My first job was working for the Catholic Church as an ‘Altar boy’. There was no basic wage, you had to work weekend’s and the owner lived in the sky watching your every move. Still like any job it had its perks. From time to time there was a wedding on and you were guaranteed a small payment.
Between shift work at the church , evening rosary time at home and attending mass on Sundays I spent a lot of time at ‘God’s house’. How was it then that I never felt closer to this supreme being? Maybe I wasn’t doing it right or was I simply too young to attain spiritual enlightenment? Maybe it was only the elders who were getting something? I needed to find out.
On Sundays my parents would herd us into the car like cattle. Wearing clean faces and our Sunday best we would arrive a few minutes early and take our seats.
Looking around the church for enlightened beings proved to be difficult though. Firstly I was looking for something that I did not fully comprehend. It seemed that the purpose of the church was to get closer to God and so I deduced that to be closer to God one would be ‘God like’. So I began my search. Not one person in the whole place was floating. Not one. No light was emanating from any of the attendees nor were there any halos. Paying closer attention still It became more and more apparent that this place was not what it seemed. It was more of a gossip breeding ground with a half time fashion show than it was a holy place. I needed to get further away from the church and ironically maybe closer to God?
Should I stay or should I go
When I turned 16 my parents allowed me to decide if I wanted to go to mass anymore .
Thinking about the freedom I could be afforded I divorced the church.

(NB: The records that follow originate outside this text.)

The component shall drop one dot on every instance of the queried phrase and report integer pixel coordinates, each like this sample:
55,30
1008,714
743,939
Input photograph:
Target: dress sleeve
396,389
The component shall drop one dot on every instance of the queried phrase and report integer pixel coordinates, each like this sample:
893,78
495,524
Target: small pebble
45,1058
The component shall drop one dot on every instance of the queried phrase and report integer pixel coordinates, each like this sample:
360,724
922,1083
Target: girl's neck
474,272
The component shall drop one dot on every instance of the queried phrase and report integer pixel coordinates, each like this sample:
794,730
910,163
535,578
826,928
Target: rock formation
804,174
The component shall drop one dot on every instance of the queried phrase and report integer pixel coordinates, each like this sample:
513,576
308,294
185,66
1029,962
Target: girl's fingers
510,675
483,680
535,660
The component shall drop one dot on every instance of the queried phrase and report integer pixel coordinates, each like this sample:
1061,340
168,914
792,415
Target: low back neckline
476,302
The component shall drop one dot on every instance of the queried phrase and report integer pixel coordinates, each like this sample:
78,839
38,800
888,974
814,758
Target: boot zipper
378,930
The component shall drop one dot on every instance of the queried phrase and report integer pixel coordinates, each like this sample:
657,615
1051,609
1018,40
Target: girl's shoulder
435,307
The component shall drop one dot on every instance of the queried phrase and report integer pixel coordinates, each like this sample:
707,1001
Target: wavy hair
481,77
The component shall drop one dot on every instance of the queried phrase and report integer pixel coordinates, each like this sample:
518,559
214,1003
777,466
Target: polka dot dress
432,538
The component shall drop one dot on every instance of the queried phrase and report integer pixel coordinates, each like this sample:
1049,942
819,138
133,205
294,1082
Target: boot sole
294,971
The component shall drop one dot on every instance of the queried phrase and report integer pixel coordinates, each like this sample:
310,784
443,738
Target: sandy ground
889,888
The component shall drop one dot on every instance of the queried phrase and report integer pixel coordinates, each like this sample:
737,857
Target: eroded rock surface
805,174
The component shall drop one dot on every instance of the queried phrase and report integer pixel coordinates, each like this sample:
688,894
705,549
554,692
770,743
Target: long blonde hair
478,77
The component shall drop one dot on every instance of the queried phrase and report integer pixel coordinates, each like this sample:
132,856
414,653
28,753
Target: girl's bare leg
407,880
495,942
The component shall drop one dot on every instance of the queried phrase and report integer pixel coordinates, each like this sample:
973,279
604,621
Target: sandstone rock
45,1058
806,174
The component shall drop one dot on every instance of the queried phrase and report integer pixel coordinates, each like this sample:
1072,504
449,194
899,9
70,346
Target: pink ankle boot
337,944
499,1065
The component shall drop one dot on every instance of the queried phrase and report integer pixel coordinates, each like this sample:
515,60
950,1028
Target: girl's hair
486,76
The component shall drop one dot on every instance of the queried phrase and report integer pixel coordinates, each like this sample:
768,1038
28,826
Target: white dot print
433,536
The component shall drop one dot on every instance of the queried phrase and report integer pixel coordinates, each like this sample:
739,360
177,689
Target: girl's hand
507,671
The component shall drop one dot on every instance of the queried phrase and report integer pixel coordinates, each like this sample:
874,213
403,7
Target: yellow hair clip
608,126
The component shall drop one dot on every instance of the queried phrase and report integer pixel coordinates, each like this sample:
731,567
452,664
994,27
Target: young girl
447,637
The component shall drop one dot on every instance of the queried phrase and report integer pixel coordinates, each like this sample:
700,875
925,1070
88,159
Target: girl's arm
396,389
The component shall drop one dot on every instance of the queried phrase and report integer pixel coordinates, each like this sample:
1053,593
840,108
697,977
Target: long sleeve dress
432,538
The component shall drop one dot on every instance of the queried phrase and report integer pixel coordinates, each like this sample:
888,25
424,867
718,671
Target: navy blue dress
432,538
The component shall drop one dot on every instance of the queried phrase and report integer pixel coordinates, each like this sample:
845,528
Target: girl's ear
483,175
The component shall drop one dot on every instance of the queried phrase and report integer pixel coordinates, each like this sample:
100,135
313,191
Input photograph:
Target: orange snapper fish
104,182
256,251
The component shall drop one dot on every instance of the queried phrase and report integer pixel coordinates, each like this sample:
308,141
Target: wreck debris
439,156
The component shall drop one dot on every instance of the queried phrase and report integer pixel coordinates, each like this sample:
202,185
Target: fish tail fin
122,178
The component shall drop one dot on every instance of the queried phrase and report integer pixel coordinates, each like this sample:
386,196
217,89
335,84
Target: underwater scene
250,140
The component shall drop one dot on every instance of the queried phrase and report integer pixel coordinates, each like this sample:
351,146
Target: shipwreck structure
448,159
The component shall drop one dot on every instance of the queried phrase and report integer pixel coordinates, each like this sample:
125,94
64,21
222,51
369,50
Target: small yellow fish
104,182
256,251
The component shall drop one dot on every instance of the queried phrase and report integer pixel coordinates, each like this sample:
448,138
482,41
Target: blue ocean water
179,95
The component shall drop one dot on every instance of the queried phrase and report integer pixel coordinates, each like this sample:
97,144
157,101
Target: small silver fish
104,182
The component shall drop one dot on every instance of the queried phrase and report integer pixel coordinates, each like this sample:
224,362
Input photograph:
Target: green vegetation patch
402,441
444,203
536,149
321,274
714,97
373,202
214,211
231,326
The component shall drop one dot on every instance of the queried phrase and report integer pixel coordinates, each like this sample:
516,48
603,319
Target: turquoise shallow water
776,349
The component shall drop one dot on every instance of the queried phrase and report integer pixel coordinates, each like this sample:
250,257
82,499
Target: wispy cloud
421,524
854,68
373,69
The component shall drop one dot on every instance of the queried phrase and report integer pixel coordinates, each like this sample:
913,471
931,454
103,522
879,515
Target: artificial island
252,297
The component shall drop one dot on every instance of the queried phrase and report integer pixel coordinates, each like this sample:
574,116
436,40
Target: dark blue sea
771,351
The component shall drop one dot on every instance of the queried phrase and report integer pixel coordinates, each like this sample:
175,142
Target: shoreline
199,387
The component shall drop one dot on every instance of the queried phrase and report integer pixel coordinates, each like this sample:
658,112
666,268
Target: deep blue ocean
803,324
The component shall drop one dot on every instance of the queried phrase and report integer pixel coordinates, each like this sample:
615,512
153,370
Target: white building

Instead when my parents and younger siblings made the weekly trip to their church, I would go for a walk up the fields to my church. With the dogs at my side I would climb the old apple tree and fight the dragons with my sword. Victorious in battle I would move to the top of the field where I could see for miles. Green lush fields dotted the countryside with thick ditches bordering each. Birds flew above me and cattle grazed around me. I was in nature and nature felt good. Was this what God had in mind? Was this God’s church?
Some years later following my failure at college and the growing anxiety that came with it I looked for solitude. By chance I came across a book on meditation my brother Eddie left lying around. I sat down and began to read. The resounding message appeared to be that sitting in complete silence would bring me closer to God. Sounded fairly easy. I remember one night lighting a candle as was prescribed in the book. Sitting on my bed not uttering a word I tried to connect to God. I tried and tried but still no answer. Clearly he must have been on another call. Or maybe I couldn’t hear him because of all the static on my end. All the thoughts occupying my mind. My regrets from the past would crop up. Worries about what I was going to do in the future would take over and as a result paralyse me in panic. This wasn’t working either.
There’s something about Mary
Tinkering with the idea of Atheism based on a fruitless bounty over 20 years I stumbled upon a girl who would change my life forever. Her name was Mary Jane. I decided to bring her home.
I returned to the fields I knew so well , lay down and lit up. Silence. For the first time in my life I was not thinking. I was present in the moment. The concept of time was irrelevant. There was only now. A moment impossible to grasp yet a feeling impossible to let go of. A feeling of being connected. Not just to other people but to everything! A feeling that we are all connected. That a divine spark exists in all life. A spark that yearns to grow and expand. An energy that is vibrant.
Love. I felt love.
The Debate of existential matters will exist for as long as humanity exists. Ironically it appears that the answer to life’s big question will only be found at death.
In my humble opinion it all seems a bit too extravagant for there to be nothing .
Opinions galore but no one knows for sure.
For now I am happy to enjoy cannabis and connect with both myself and others on a deeper level. Cannabis for me is like a socket in the wall. You just need to plug in, connect to the energy and if you’re lucky you might just feel a spark.